After an 11-year-old girl was fatally struck by a suspected impaired driver who plowed his SUV through a park this week, Charleston police and city officials denounced the wreck as "senseless" and pledged to dedicate more resources to improving safety for pedestrians and motorists.
Police Chief Luther Reynolds said a renewed focus on traffic safety was already in the works before Monday's wreck at Cannon Park. But he said the death of Selma Akguel, who was visiting from Denmark and was walking on a sidewalk with her parents when she was hit, was a "powerful reminder" of the city's persistent traffic issues such as impaired driving.
He said the Charleston Police Department, which has long focused on other problems such as crime, is now evaluating how to dedicate more officers to traffic enforcement in the coming months. It'll be a delicate balance to not divert resources away from other important teams at a time when 36 positions are vacant, he said. Nine officers are currently assigned to traffic, and Reynolds said he'd like to eventually shift as many as 10 more officers to focus solely on traffic.

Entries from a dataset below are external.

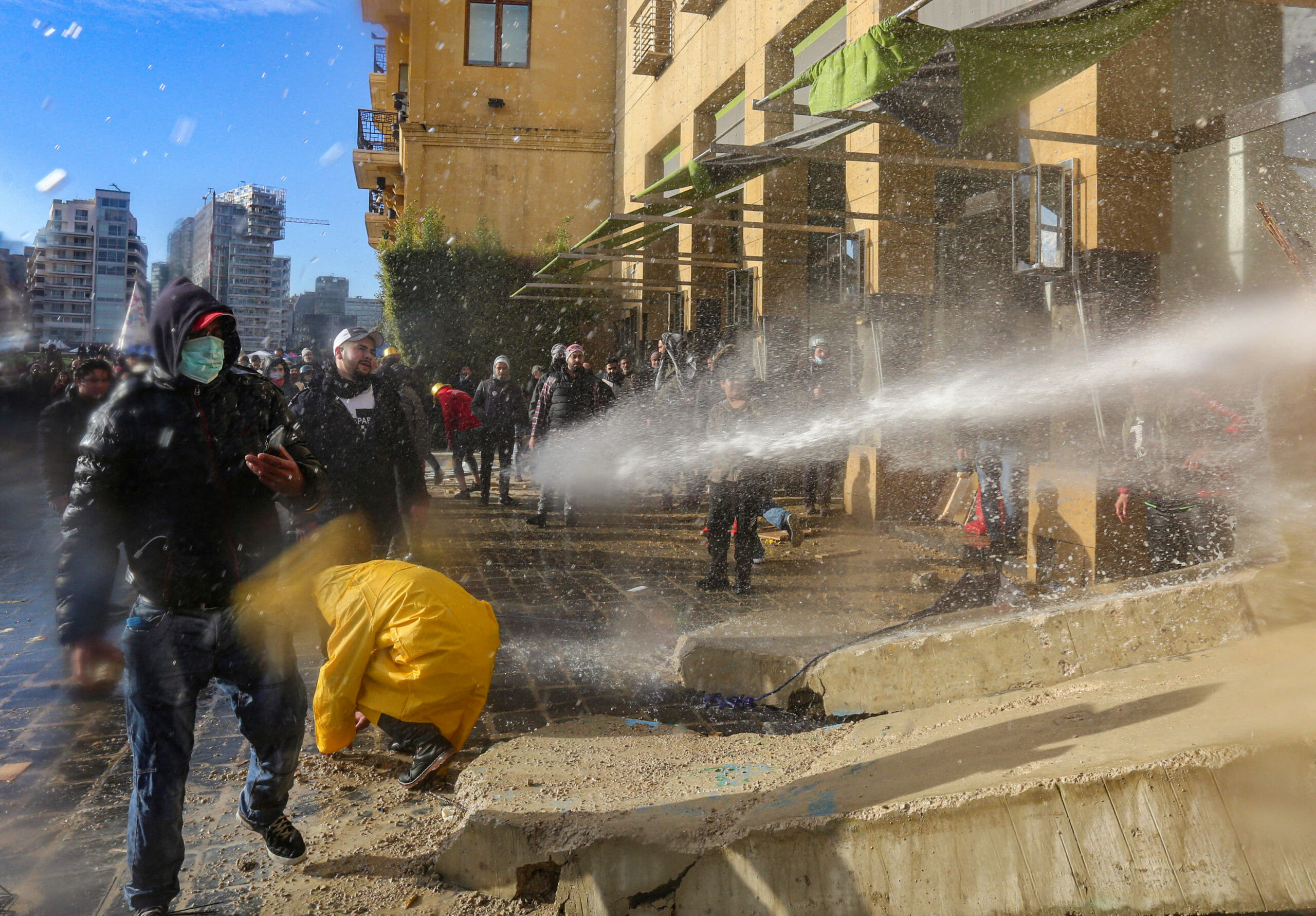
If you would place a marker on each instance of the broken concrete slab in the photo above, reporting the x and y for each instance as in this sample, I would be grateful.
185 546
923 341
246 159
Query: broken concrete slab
1176 786
973 652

"I believe we can do better," he said.
Reynolds audited traffic data after taking the helm of the department in April. Sixty-nine percent of traffic fatalities between 2009 and 2017 involved impairment as a contributing factor, he said.

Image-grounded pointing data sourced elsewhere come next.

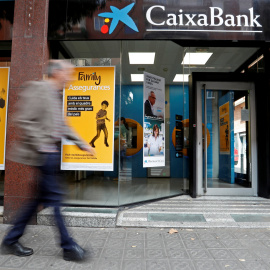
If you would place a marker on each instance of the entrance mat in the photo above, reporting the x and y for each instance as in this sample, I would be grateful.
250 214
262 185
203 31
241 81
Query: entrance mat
176 217
90 210
250 218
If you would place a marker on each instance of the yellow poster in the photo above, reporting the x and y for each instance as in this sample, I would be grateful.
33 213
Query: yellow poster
224 128
89 110
4 81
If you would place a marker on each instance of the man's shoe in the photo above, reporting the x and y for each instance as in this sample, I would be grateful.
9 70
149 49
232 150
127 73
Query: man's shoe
16 249
74 254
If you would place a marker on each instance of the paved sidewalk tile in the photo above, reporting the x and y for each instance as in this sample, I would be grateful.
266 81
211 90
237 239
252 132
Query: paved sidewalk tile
147 249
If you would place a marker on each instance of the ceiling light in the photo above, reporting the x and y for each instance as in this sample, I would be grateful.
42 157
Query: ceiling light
137 77
141 58
181 78
196 58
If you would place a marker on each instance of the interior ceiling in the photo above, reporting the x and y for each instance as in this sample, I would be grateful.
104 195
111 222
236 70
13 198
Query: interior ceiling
168 58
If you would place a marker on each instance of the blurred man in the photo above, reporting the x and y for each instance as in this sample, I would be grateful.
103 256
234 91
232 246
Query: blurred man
149 103
41 123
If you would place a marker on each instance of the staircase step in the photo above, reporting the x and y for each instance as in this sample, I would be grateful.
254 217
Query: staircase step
81 217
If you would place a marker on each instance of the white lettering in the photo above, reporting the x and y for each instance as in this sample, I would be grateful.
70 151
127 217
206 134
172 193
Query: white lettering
180 16
239 17
148 15
171 21
252 19
190 18
217 16
230 20
203 20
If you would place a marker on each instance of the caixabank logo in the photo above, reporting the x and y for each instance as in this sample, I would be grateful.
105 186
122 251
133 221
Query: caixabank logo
116 16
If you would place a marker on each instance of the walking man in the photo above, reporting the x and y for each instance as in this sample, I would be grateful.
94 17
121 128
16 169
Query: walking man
42 126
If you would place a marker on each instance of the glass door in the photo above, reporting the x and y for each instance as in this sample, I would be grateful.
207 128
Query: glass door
226 145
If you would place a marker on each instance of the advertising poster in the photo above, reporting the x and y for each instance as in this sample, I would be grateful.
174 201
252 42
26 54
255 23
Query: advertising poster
4 81
154 117
224 128
89 110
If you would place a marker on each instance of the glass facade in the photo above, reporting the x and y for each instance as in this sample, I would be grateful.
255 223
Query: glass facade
129 182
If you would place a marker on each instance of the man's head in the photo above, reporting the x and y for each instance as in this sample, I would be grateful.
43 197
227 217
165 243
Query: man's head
152 97
60 71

Reynolds recently called for collaboration among city departments to tackle issues such as traffic fatalities, impaired driving, speeding, accessibility and pedestrian safety. He said that push culminated in a newly formed Traffic Workgroup Committee, which involves personnel from other departments such as transportation, emergency management and the fire department.

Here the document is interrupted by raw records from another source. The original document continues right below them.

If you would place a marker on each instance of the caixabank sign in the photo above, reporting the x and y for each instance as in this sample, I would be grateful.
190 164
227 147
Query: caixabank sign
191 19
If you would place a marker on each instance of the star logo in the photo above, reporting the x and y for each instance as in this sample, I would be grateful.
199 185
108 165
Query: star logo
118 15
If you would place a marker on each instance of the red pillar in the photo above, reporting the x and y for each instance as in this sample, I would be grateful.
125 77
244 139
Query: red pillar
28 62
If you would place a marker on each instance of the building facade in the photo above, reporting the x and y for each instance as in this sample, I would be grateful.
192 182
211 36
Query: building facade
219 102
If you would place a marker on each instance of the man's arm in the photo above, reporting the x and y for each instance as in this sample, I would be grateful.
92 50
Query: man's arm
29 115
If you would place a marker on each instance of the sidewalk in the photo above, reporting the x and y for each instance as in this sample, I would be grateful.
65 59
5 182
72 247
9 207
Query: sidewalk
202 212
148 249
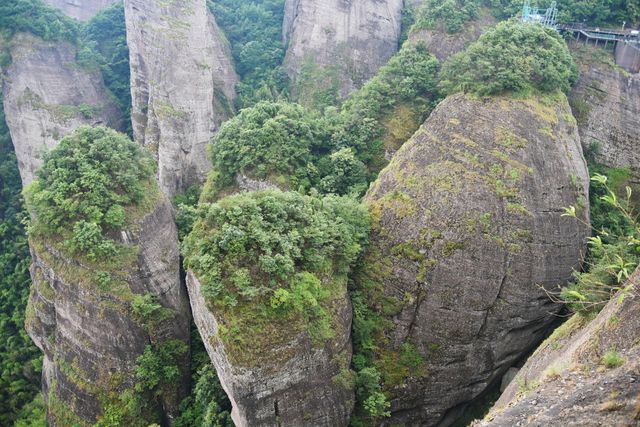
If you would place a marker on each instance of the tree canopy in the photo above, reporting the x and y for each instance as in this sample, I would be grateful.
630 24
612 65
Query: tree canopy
511 57
85 184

Reynolds said the committee will evaluate data and look to council members and the mayor's office for input as it first identifies "low-hanging fruit," or obvious improvements such as better signage or speeding enforcement in problematic areas.
The death of Selma Akguel prompted outrage and showings of support from city leaders and community members. A GoFundMe page for her family set up by Charleston Mayor John Tecklenburg's son, Joseph Tecklenburg, had surpassed its $2,500 goal by raising more than $3,680 as of late Thursday afternoon.
Jeffrey William Wakefield, 30, of Dogwood Road in West Ashley, is charged with reckless homicide and felony driving under the influence resulting in death in connection with the crash.
Authorities said his SUV careened through Cannon Park on Rutledge Avenue south of Calhoun Street and stopped after hitting a tree. Prior to that, police said Wakefield's SUV was involved in a hit-and-run crash that damaged an unoccupied parked car about a half-mile away on Rutledge Avenue and Morris Street.
Investigators took samples of Wakefield's breath and blood after he failed a field sobriety test, but authorities have not elaborated on whether he was suspected of being drunk. An incident report offered few details.
Councilman Mike Seekings, whose district includes the site of the fatal wreck, said he supports Reynold's initiative to get planners and department leaders in the same room to move toward "a common goal of mobility and public safety." The city also needs buy-in from businesses, residents and visitors, said Seekings, chairman of the Traffic and Transportation Committee.
"I don't know specifically what could’ve been done to prevent what happened," he said of Monday's crash, "but we have to make every effort to implement some solution."
Keith Benjamin, the city's traffic and transportation director, has worked closely with Reynolds on traffic management since the Interstate 526 bridge closure over the Wando River in May. He said the new committee should prioritize "actionable steps" for curbing problems such as pedestrian deaths.
"This is unacceptable for such a tragedy to occur, but I do think there's a responsibility the city can take to make the necessary changes for folks to be safe," he said.